Bayesian Filtering For Dummies

More Spam! by James+Littiebrant · 2003-05-26 09:33 · Score: 3, Insightful

I have used a bayesian filter for some time now and while it is the BEST filter type I have ever used nothing is 100% reliable. While this is the best technology for the average user it is most cirtainly not perfect. Instead I use a combination of moderate bayesian filtering and good old fasion "block sender" filtering.

Hmmm by Anonymous Coward · 2003-05-26 09:43 · Score: 2, Insightful

So this filter works on analysis of previously filtered mail?

I can see the casual (mis)use of this technique by your average user rapidly becoming a problem - putting just one email from a legit e-mail sender into the bayesian filter could concievably snowball into a block on a lot of legit traffic under certain circumstances.

Above and Below knows I have enough hassle with users and their e-mail already

Re:Hmmm by letxa2000 · 2003-05-26 10:30 · Score: 3, Insightful

I can see the casual (mis)use of this technique by your average user rapidly becoming a problem - putting just one email from a legit e-mail sender into the bayesian filter could concievably snowball into a block on a lot of legit traffic under certain circumstances.
It's natural to think that is the case, but in reality it isn't. Accidentally putting one email in the wrong corpus ("good" or "spam") will not be enough to kill you. If you consistently fail to put them in the right corpus then over time, yes, things would snowball. But that'll only happen over time. A mistake now and then isn't enough to mess things up.

Re:who're the vikings? by RobotRunAmok · 2003-05-26 09:45 · Score: 2, Insightful

The Monty Python Comedy troupe did a rather famous (in some Geek circles) skit in which the virtues of canned Spiced Ham are literally sung. Inexplicably, a group of Vikings join in the song.

The poster, obviously better schooled in British farce than luncheon meats, is under the impression that the widely accepted nickname for unsolicited e-mail is derived from the comedy sketch and not from Spam(tm), the food.

I don't know for certain if he's wrong, but I have a hunch he is. I'm guessing a lot more people have eaten Spam than have digested the Python skit...
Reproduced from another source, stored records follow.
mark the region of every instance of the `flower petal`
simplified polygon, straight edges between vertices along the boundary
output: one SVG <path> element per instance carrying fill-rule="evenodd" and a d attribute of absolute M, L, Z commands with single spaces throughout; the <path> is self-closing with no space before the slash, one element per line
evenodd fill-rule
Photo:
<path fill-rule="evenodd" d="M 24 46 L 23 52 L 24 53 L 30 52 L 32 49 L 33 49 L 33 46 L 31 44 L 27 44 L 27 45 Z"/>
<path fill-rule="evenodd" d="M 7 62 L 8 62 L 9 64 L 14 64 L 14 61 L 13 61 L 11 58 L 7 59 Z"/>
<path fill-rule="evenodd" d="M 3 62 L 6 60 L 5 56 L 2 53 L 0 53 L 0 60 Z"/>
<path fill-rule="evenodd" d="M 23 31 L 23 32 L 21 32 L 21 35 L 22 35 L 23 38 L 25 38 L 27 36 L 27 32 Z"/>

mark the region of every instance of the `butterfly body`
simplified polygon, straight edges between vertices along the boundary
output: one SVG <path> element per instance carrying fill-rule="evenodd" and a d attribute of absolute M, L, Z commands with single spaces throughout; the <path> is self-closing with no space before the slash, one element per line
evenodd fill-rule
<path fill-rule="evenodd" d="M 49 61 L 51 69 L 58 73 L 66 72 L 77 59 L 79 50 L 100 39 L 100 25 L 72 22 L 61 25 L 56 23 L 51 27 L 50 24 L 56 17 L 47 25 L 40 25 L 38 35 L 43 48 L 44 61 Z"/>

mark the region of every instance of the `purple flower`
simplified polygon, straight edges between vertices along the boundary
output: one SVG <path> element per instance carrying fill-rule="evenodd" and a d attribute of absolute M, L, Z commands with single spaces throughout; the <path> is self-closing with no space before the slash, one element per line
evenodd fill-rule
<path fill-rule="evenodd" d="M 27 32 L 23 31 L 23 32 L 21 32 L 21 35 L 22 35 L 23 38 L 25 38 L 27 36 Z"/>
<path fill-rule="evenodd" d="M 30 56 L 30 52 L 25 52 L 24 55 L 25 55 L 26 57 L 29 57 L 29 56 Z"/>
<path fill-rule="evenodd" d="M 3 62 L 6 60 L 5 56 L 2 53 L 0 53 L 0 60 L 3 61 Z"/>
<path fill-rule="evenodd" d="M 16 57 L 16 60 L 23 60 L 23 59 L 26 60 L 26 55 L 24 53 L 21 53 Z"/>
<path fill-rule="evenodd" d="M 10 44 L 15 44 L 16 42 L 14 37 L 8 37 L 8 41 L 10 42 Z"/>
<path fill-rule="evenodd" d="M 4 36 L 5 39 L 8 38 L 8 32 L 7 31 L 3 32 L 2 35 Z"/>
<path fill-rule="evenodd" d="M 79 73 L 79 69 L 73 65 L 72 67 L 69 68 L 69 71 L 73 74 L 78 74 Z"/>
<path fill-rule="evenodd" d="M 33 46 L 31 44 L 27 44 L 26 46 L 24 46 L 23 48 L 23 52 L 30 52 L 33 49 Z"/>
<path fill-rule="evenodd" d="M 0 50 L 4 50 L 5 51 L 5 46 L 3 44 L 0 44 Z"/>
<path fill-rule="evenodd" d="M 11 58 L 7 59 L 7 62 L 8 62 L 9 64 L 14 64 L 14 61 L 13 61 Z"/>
Evolution and by Gyorg_Lavode · 2003-05-26 09:53 · Score: 2, Insightful

I have a simple questions, is there a way to impliment a Bayesian Filter for Evolution without having to add an extra stop for the email, (ie a mail server on my computer from which evolution picks mail up locally).

--
I do security

Here's one I've used by wiggys · 2003-05-26 09:55 · Score: 3, Insightful

I set up Popfile a few weeks ago at work to stop the deluge of spam one of our POP3 accounts was getting. I've never used a spam filter before (other than the usual basic keyword-based ones) and I must say that bayesian filtering is very impressive!
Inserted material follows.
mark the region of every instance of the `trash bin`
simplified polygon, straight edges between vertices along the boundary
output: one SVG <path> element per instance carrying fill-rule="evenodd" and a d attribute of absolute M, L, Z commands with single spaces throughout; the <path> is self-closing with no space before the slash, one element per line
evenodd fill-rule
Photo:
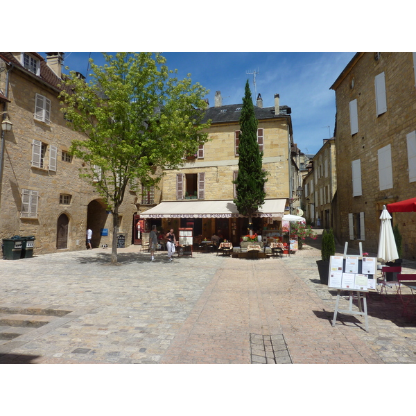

I find in our case it stops 98-99% of spam dead in its tracks. There have been a few false positives, and you do need check from time to time just in case an genuine emails are misclassified, but it's surprising just how quickly the filter sorts the wheat from the chaff.

Don't expect miracles but they can save you a lot of time... what I find cool is that it learns so quickly, almost like a complicated neural net should, but it's such a simple idea. I wonder if there are any other uses for this kind of thing?

--

Sorry, but my karma just ran over your dogma.
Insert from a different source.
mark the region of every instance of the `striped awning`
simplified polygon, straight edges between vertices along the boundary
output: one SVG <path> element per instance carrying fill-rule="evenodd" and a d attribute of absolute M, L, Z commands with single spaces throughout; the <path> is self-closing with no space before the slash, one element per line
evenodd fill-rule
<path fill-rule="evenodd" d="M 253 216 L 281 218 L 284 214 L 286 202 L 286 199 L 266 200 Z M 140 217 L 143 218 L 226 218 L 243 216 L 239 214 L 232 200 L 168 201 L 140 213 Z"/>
Crude but effective by MrWorf · 2003-05-26 09:59 · Score: 5, Insightful

I simply got to the point that I could count the number of real emails on my hands. So I reversed my previous filter. Instead of filtering spam to my spam folder, I made it default *ALL* mail to the spam folder except from certain known addresses (such as work, friends and my own domain). So far, it has only made one wrong decision, and that was because I hadn't written the email address of a friend correctly.

This is waaaaay better than any other filtermethod I've tried and requires no learning period at all :)

Re:Required Reading by E-mail Users by dJCL · 2003-05-26 10:01 · Score: 3, Insightful

From my understanding of his full explanation(I read it a while ago, can't remember where, dig around some) each e-mail has every word examined and given a rating from 0.01(good) to 0.99(spam), then the 15 words farthest from 0.50 are selected, some averaging is done and if the score is over some threshold(say 0.90) then it is called spam and trashed, I use spamunition for my outlook e-mail(working on moving my e-mail over to linux, hopefully soon, so I can del my windows boxen) and it can give the stats for each e-mail and it appears to use the same formula...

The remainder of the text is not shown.